While the Government announced progress on A&E waiting times yesterday, and claimed better performance on delayed discharges, while down, delayed discharges remain higher than two years ago.
Why is the problem of 'bed-blocking' so hard to overcome? A recent Care Commission report on the care of elderly people provides a timely snapshot of the progress being made in Glasgow, to improve care and integrate health and social services.
Despite praising services, inspectors nevertheless made ten recommendations for improvement. The 'could do better' verdict was partly based on factors outwith the control of health and social service chiefs in the city. So-called 'Glasgow challenges' include the sheer scale of service delivery, high levels of deprivation and higher levels of ill-health among older people than Scotland in general.

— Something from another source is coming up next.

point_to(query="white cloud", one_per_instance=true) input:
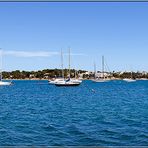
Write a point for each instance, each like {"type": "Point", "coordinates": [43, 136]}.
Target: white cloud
{"type": "Point", "coordinates": [30, 53]}
{"type": "Point", "coordinates": [20, 53]}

Glasgow City Council and NHS Greater Glasgow and Clyde, together known as the Glasgow Partnership, are advised to sustain their efforts to meet delayed discharge targets. But the inspectorate also wanted more done to mitigate the damaging effect on older people. The longer such patients spend waiting for a care home place, or a community care assessment, the less likely they are to return home.
While the partnership has met a key Government target on delayed discharges once, in April 2011, at that point the target was to have no delays over six weeks in length. The current target, of no delays over four weeks, has never been met in the Glasgow Partnership area.
Another area where the Inspectorate wants to see improvement is in cutting the number of emergency hospital admissions to . Here again, Glasgow Partnership's performance is below par, but the report says having five large general hospitals with A&E facilities may be making them more likely to be used.
So what is working? Inspectors praised a pharmacy-based scheme to review the medicines elderly patients are on, on the basis that a significant proportion of hospital admissions are related to medication. Half-way house care homes have helped cut admissions, and re-ablement schemes to get those who do end up in hospital back to their own homes have all been successful.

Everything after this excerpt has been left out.